The HRs for PFS in the durvalumab cohort were 0.79 (95% CI, 0.64 to 0.99) for intrahepatic cholangiocarcinoma, 0.52 (95% CI, 0.35 to 0.78) for extrahepatic cholangiocarcinoma, and 0.90 (95% CI, 0.65 to 1.24) for gallbladder cancer. Patients in the durvalumab cohort had better ORR vs placebo in all primary tumor locations: 24.7% vs 15.5% (odds ratio [OR], 1.79; 95% CI, 1.07 to 2.97) in intrahepatic cholangiocarcinoma, 28.8% vs 15.6% (OR, 2.18; 95% CI, 0.92 to 5.16) in extrahepatic cholangiocarcinoma, and 29.4% vs 27.9% (OR, 1.08; 95% CI, 0.55 to 2.09) in gallbladder cancer.
In addition, there was a higher percentage of responders with a DOR of at least 9 and 12 months in the durvalumab arm compared to the placebo arm for all tumor locations. The percentage of 9-month DOR in intrahepatic cholangiocarcinoma was 28.3% with durvalumab vs 24% with placebo, 43.3% vs 23.3% in extrahepatic cholangiocarcinoma, and 33.2% vs 27.5% in gallbladder cancer. The percentage of 12-month DOR with durvalumab vs placebo was 18.9% vs 12% in intrahepatic cholangiocarcinoma, 43.3% vs 23.3% in extrahepatic cholangiocarcinoma, and 27.6% vs 16.5% in gallbladder cancer.

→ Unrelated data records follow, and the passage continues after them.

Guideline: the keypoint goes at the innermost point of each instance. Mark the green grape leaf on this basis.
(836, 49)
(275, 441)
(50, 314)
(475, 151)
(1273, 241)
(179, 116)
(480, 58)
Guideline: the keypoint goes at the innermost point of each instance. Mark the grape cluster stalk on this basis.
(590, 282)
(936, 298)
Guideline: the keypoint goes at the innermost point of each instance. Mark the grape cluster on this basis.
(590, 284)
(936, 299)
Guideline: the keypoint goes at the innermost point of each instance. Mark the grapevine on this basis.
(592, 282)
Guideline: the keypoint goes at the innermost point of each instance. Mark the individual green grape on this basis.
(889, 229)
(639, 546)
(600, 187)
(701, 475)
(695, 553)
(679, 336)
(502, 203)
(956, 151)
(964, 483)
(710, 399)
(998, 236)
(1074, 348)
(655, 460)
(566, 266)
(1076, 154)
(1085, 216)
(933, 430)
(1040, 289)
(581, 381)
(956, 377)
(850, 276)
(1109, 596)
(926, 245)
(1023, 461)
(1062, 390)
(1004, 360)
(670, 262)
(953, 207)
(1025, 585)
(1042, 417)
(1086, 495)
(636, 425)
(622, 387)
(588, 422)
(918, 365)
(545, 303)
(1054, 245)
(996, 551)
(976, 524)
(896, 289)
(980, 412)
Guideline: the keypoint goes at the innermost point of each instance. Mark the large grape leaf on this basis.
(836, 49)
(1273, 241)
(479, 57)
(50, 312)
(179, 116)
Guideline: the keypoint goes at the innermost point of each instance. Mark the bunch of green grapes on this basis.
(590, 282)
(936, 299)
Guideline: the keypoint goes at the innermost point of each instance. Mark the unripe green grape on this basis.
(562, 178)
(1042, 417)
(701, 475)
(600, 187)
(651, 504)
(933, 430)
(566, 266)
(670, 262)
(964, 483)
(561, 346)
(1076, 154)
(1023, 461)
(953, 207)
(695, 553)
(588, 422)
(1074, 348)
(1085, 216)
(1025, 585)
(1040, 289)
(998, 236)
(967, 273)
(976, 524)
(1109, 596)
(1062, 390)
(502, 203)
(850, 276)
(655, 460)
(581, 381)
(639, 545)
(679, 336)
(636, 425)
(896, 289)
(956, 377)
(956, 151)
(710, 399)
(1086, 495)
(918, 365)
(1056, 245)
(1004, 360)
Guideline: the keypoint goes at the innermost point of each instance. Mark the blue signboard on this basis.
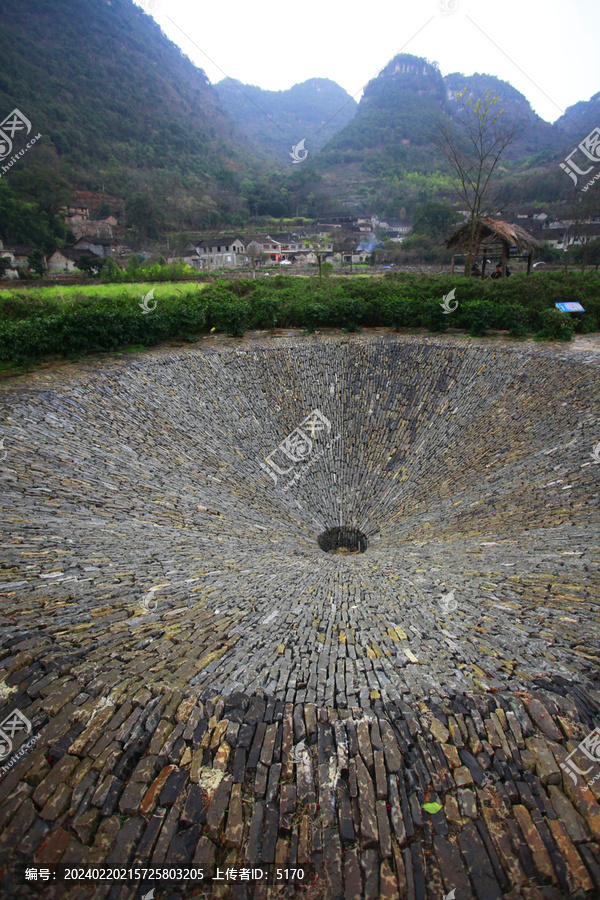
(570, 307)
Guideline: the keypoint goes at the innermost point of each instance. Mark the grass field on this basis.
(67, 293)
(70, 321)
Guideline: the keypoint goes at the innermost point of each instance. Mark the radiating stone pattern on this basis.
(167, 614)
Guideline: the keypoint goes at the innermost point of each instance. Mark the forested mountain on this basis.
(578, 120)
(313, 111)
(120, 107)
(536, 135)
(122, 110)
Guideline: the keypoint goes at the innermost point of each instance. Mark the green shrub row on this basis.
(32, 326)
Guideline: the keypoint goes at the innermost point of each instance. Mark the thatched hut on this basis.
(493, 238)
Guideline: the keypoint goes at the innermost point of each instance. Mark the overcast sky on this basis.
(547, 49)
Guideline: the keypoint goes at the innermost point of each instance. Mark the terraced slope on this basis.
(225, 568)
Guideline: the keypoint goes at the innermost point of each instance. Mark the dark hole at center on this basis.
(343, 540)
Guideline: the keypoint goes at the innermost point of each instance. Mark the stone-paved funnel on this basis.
(142, 532)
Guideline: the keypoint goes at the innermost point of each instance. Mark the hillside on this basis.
(121, 108)
(276, 120)
(537, 136)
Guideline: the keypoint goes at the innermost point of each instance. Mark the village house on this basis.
(100, 246)
(224, 251)
(65, 259)
(19, 253)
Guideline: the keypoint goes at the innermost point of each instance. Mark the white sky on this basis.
(547, 49)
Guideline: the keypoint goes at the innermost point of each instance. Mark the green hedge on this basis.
(33, 325)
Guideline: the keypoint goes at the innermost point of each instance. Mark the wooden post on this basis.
(504, 258)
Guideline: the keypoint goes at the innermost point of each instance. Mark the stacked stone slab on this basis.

As the benefit of durvalumab was consistent across all primary tumor locations, these findings support the addition of durvalumab to gemcitabine and cisplatin as a treatment option for patients with biliary tract cancer, regardless of the primary tumor location.
Source:
He A, Valle J, Ikeda M, et al. Outcomes by primary tumour location in patients with advanced biliary tract cancer treated with durvalumab or placebo plus gemcitabine and cisplatin in the phase 3 TOPAZ-1 study. Presented at: ESMO World Congress on Gastrointestinal Cancer; June 29-July 2, 2022. Barcelona, Spain. Abstract LBA O-1.